AMD plans for FSR4 to be fully AI-based — designed to improve quality and maximize power efficiency
The team in charge has already been working on this for 9–12 months.
www.tomshardware.com
What's particularly interesting is that FSR4 will move to being fully AI-based, and it has already been in development for nearly a year.
Jack Huynh: On the handheld side, my number one priority is battery life. If you look at the ASUS ROG Ally or the Lenovo Legion Go, it’s just that the battery life is not there. I need multiple hours. I need to play a Wukong for three hours, not 60 minutes. This is where frame generation and interpolation [come in], so this is the FSR4 that we're adding.

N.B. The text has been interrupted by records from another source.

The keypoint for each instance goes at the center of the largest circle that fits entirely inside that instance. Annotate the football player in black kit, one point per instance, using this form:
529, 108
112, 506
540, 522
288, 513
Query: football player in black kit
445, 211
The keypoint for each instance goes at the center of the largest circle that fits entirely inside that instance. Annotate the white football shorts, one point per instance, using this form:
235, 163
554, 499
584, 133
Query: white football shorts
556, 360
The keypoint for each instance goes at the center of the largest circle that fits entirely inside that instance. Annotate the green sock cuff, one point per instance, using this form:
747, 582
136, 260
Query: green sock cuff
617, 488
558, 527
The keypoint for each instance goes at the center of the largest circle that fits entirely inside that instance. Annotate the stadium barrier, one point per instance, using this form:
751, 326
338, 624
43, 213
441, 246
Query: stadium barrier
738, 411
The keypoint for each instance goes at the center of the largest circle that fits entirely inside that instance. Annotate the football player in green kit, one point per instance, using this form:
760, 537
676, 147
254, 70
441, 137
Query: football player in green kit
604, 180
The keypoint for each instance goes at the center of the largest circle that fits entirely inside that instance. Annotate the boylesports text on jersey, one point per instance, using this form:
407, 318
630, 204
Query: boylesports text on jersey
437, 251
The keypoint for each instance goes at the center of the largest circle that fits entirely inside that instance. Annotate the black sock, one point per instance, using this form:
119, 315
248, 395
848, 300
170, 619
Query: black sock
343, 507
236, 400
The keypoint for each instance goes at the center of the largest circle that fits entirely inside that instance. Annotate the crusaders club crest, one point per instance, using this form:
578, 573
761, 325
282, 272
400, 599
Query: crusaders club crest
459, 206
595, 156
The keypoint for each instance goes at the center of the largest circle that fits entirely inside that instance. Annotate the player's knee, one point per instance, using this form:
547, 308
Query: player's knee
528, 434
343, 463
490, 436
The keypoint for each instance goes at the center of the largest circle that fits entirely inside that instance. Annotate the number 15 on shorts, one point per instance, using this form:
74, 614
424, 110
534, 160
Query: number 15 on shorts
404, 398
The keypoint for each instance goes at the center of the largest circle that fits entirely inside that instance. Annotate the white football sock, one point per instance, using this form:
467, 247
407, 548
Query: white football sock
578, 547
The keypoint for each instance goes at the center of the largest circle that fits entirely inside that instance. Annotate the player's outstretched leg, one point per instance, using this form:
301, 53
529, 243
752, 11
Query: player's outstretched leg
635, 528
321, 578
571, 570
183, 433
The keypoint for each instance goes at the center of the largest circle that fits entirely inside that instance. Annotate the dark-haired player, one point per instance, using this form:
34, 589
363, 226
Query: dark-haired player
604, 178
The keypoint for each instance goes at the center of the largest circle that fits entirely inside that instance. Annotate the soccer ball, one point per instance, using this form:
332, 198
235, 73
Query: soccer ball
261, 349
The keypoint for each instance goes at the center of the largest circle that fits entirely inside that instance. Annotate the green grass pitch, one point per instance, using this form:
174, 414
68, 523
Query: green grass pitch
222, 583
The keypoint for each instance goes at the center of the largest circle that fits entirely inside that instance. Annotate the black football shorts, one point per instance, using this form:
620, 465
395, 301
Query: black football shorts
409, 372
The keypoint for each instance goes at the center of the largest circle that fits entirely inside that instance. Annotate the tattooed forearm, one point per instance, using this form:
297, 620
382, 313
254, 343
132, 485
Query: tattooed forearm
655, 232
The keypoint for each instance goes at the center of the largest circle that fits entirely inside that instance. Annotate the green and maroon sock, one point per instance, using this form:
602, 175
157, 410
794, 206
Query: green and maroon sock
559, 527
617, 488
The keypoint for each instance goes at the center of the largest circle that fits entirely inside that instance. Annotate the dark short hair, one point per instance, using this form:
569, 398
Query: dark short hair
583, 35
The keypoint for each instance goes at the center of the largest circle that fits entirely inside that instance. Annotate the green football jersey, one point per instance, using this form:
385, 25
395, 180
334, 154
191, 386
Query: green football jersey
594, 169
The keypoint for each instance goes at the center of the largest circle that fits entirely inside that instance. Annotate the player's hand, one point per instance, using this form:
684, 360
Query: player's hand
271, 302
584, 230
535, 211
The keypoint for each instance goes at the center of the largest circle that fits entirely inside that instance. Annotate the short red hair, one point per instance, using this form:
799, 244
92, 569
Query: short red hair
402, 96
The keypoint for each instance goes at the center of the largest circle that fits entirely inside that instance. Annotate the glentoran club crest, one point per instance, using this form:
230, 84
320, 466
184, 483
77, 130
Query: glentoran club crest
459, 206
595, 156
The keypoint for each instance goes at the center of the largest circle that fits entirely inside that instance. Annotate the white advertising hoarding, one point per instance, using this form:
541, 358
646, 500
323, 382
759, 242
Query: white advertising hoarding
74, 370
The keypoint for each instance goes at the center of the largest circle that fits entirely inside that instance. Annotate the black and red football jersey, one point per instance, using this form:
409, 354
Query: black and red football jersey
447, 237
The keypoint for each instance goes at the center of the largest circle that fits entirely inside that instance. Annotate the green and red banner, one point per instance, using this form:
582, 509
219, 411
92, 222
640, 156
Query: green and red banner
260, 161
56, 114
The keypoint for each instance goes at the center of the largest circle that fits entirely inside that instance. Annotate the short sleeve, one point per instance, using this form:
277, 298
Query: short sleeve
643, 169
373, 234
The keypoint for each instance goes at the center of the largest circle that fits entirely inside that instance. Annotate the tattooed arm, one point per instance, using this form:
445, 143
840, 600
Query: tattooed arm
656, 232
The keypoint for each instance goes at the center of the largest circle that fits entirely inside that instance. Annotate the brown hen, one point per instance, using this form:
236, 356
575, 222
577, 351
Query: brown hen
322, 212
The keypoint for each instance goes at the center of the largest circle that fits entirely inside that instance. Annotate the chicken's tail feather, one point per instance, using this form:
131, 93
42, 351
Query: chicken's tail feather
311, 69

Because FSR2 and FSR3 were analytical based generation. It was filter based. Now, we did that because we wanted something with a very fast time to market. What I told the team was, "Guys, that's not where the future is going." So we completely pivoted the team about 9-12 months ago to go AI based.
So now we're going AI-based frame generation, frame interpolation, and the idea is increased efficiency to maximize battery life. And then we could lock the frames per second, maybe it's 30 frames per second, or 35. My number one goal right now is to maximize battery life. I think that's the biggest complaint. I read the returns too from the retailer, where people want to be able to play these games.
I'm not sure what they mean with "fully AI based". Even DLSS uses motion vectors to produce the final image. AMD saying they want devices like the ROG Ally and Legion Go to have more battery life sounds a little bit like they would be making use of an embedded NPU.. but both those devices use a Z1E whose access to its NPU is blocked. And the newly announced Z2E is also not getting access to its NPU either.
It could be that FSR4 isn't coming for another year or year and half, and that would mean it's only coming for RDNA5 APUs and GPU.